If you only need the standard cleanings, exams, and X-rays that make up good preventive care, you would lose money by having dental insurance. For instance, if you paid out of pocket for these service, you might only spend around $400 for the year, while you need to pay $600 for the year on insurance premiums.

However, if your dentist informs you that you need a couple of filings, a root canal, and a crown, a dental insurance might help you save some money. But unfortunately, some dental insurance plans have low annual maximum of around $1,000, which might vary by plan and by provider. Once your dental bills exceed $1,000 in any given year, you have to pay the rest of the bills in full. The insurer won’t pay for more than $1,000 in treatment.

Sometimes you need to pay a lower negotiated fee for the work you have to do as a benefit of having insurance.
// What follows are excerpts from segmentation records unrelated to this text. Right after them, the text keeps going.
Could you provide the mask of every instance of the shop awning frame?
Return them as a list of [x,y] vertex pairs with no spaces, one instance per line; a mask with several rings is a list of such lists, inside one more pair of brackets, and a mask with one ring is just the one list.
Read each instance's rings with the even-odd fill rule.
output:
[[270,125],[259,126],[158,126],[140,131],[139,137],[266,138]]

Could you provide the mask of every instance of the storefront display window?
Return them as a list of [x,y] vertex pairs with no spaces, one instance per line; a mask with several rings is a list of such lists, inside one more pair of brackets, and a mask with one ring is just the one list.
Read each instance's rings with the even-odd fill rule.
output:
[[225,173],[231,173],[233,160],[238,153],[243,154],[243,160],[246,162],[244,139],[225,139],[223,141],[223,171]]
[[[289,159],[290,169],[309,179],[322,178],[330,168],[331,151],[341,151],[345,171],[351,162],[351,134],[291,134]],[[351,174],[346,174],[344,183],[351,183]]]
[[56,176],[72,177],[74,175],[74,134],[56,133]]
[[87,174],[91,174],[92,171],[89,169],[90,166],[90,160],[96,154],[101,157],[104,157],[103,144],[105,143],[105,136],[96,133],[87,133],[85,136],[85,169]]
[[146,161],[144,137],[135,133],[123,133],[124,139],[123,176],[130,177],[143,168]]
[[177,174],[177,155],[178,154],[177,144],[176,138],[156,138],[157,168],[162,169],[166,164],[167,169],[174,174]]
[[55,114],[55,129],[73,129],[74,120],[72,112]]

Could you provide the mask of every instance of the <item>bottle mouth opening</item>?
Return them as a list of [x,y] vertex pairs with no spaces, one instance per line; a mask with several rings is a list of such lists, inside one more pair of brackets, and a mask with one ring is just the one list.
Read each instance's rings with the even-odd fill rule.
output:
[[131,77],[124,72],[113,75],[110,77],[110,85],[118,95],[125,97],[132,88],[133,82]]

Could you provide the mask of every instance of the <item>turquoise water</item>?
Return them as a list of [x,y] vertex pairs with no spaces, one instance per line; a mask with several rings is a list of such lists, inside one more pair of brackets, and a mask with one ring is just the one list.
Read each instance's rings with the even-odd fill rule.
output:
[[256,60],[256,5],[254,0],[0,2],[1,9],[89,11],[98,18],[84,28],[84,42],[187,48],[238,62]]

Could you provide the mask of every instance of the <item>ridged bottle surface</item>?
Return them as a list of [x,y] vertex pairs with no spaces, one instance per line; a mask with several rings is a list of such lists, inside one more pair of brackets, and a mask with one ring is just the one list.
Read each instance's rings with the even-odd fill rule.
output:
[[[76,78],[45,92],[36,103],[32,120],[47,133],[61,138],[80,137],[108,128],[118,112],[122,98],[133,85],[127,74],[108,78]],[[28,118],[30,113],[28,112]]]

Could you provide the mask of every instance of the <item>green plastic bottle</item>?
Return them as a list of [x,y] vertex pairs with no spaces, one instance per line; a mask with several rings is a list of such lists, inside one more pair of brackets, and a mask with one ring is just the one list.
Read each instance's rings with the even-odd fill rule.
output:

But this negotiated fee could be quiet high. For instance, if the dentist’s regular fee for a filing is $150, the negotiated fee might be $100. Under this circumstance, your regular oral maintenance and filings could use up most or all of your annual maximums, and thus only a portion of your large dental-work bill might actually be covered. You might still need to pay $1,000 to $2,000 out of pocket, and you have to pay your annual $600 in premiums.